The Blah Blah Family has had our fair share of crappy luck with housing. Since 2006, we have rented three houses in the Los Angeles area, and in every single case the owner has had to move back into the house due to a change in personal circumstances. This is our third house and our favorite so far, and again, we have to move.
I will miss the house itself, as we have lived here for almost two years and that is most of Ceeya’s life, so a lot of great memories were made inside these walls. The house is a good size for us—actually, a little big for us, which means more house to clean, and obviously I don’t love that aspect of it. The yard is ginormous. When people visit us they can’t get over it, and I love that aspect of the property too. But what I will miss most about it is the neighborhood it’s in.
I want to say the house is on a cul-de-sac, but in actuality it sits right at the middle part of a crescent-shaped street. You turn off of a main road, follow the street around in a loop and it takes you right back out to the main road. The local elementary school is right down the street, so we walk Viva to school. The park and recreation center is next to the school, and Viva goes to an after-school program and summer camp there, and has also played in their T-ball and Little Jammers basketball leagues. Last weekend our local Councilmember sponsored a Movies in the Park night, and I took the girls over while Sweet Dub was out working on a freelance gig. We spread out a blanket on the baseball diamond near some friends, and when Ceeya got sleepy, I had no qualms about taking her home and leaving Viva “alone” to continue to watch the movie. Another friend said she’d just drop her off at home when the movie ended. As it turned out, Sweet Dub got home twenty minutes later and just walked over to get her, but he didn’t have to.
Given our proximity to the park, and Viva’s involvement in sports, we’ve gotten to know a lot of our neighbors. People are friendly. It’s also a racially mixed neighborhood, which (with the range of skin tones in my family) makes me feel comfortable. When you go to the supermarket, there’s a mixture of black, Asian, white, Hispanic—all of which I naively expected to find in every neighborhood when I moved to LA (hey, they said it was one of the most diverse cities in the world). I would classify it as a solidly middle-class neighborhood if I had to throw a label on it.
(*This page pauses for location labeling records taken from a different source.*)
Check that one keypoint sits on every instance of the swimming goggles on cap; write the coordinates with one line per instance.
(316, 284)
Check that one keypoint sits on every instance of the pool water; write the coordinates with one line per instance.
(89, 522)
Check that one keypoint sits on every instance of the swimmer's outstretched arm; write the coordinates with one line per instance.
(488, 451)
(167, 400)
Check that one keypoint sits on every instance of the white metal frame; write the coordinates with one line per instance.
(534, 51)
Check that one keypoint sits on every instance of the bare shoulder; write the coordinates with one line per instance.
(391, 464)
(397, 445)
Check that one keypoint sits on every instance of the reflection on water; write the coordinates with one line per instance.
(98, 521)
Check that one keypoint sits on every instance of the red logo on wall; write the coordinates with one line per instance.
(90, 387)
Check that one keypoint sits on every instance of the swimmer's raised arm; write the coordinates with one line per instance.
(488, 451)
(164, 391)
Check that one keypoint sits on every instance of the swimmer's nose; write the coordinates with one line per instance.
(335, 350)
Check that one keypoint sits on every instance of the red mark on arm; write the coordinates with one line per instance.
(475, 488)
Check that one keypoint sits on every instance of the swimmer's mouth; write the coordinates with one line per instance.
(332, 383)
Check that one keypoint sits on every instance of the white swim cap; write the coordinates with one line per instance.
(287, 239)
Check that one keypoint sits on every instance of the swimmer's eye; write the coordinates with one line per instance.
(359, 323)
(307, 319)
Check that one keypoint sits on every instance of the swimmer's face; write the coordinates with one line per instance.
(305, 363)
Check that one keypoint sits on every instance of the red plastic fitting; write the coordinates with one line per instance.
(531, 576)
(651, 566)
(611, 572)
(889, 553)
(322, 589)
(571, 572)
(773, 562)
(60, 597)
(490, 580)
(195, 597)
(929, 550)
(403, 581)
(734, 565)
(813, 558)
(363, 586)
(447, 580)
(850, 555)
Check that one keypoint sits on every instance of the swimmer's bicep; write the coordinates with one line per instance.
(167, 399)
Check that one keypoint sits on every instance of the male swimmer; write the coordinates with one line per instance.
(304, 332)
I like when I am walking down the street either to or from the school in the morning and people honk and wave, or I stop to talk to my neighbor and his 3-year-old as they head off to preschool and work. I like that I run into people I know—friends from Viva’s old preschool, her 2nd grade teacher, the mom of a classmate—at Target, at the mall, at the market, and we stop to have a friendly chat. I love that my neighborhood is welcoming and pleasant to move about in. I love that it’s clean and has nice big trees and people walking their dogs and kids riding their scooters to the park.
Lately I have become really nostalgic about having to move and leave our little corner of the universe. We lucked into finding this house. It is really hard to find a rental in this area. We’ve looked at a couple of options in a three-mile radius but the places have been really run-down, or too small, or too big.
Sigh. The perfect place will manifest, right? I’m trying to be all about the power of positive thinking and focus on all the things I love about this situation so I can be clear about what I’m looking for. But I think I’m just trying to replicate this house and this block. Maybe that means we’ll find something even better?